My feet stumble, my blood pressure failing, and I begin to sink to the floor.
Satan observes my humiliation, laughing as soundlessly as any character from Ayn Rand. The blue ghost tethered to him looks back in confusion.
And I shout, “Someone stop him!” I shout, “He’s the Devil!” Hands grab my arms and yank them away from my chest, cruelly baring my hairy, muscular prepubescent breasts, and I shout, “Madison Spencer didn’t tell you the truth! She’s lying!” Woozy now, with hardly sufficient
blood to blush modestly over my bared titties, my naked nipples peaking in the frigid LAX air-conditioning, I squeal, “Everyone, please, stop saying the F-word!”

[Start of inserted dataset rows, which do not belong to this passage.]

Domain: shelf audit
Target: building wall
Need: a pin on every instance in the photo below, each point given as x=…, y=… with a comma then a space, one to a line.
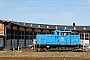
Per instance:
x=1, y=28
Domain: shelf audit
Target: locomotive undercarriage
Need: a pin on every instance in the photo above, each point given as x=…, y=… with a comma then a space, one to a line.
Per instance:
x=58, y=47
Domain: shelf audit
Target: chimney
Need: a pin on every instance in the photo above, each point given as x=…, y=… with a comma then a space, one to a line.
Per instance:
x=73, y=24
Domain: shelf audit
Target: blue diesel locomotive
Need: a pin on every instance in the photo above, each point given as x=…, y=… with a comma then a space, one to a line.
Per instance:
x=60, y=40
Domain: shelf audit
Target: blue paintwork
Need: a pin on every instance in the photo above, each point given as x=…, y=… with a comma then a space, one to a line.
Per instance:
x=58, y=39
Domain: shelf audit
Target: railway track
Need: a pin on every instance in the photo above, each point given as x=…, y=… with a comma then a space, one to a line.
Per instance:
x=33, y=50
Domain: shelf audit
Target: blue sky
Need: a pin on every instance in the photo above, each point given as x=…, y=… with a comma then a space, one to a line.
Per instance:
x=62, y=12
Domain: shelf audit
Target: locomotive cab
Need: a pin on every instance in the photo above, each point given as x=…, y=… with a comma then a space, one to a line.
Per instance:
x=61, y=39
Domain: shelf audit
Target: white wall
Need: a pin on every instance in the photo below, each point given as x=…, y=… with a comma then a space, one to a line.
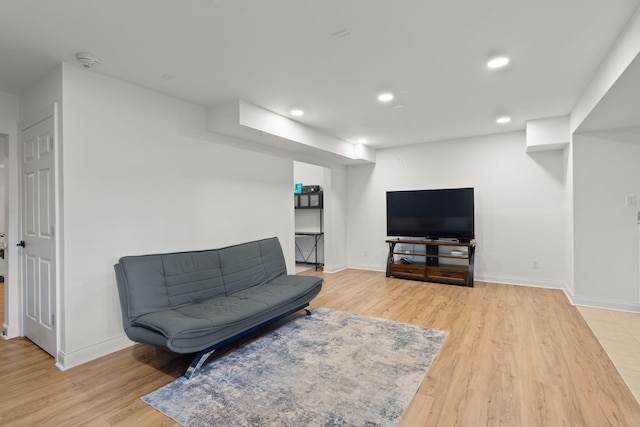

The agony, Gentle Tweeter, is excruciating. Even Satan’s laugh smells like methane. Especially Satan’s laugh. At last, mercifully, my massive giant’s heart fails once more, and all is plunged into darkness.
Gentle Tweeter,
The next time some sensitive, inquiring person asks you whether you believe in life after death, take my advice. That pompous question—which smarty-pants, intellectual Democrat types use to winnow the idiots from their own ilk: Do you believe in an afterlife? Do your personal beliefs include a life after death?—no matter how they phrase their snotty test, do the following. Simply look them in the eye, snort derisively, and retort, “Frankly, only a provincial ignoramus would even believe in death.”
Please allow me to share an anecdote from my former life. This one time, en route to a shooting location in Nuremburg or Nagasaki or Newark, the production company sent exactly the wrong kind of car. In place of an elegant black Lincoln Town Car they sent a customized superstretch Cadillac limousine with all the interior upholstery trimmed in purple chase lights. The carpet’s stench of Ozium was in direct ratio to the number of bachelorettes who’d retched up Long Island iced teas and semen in the backseats, and to make matters worse this particular car had a faulty battery or bladder or alternator or whatnot that wouldn’t hold a charge. And to skip ahead, my mom and dad and I found ourselves standing on the shoulder of some Third World turnpike while a team of automotive
paramedics arrived in some towing company ambulance and attempted to give the limo’s heart a shock using two scary-looking nipple clamps. No amount of car defibrillation could restart that odious bus; nor did my parents and I desire to reenter its lumpy interior pungent with expelled bodily fluids.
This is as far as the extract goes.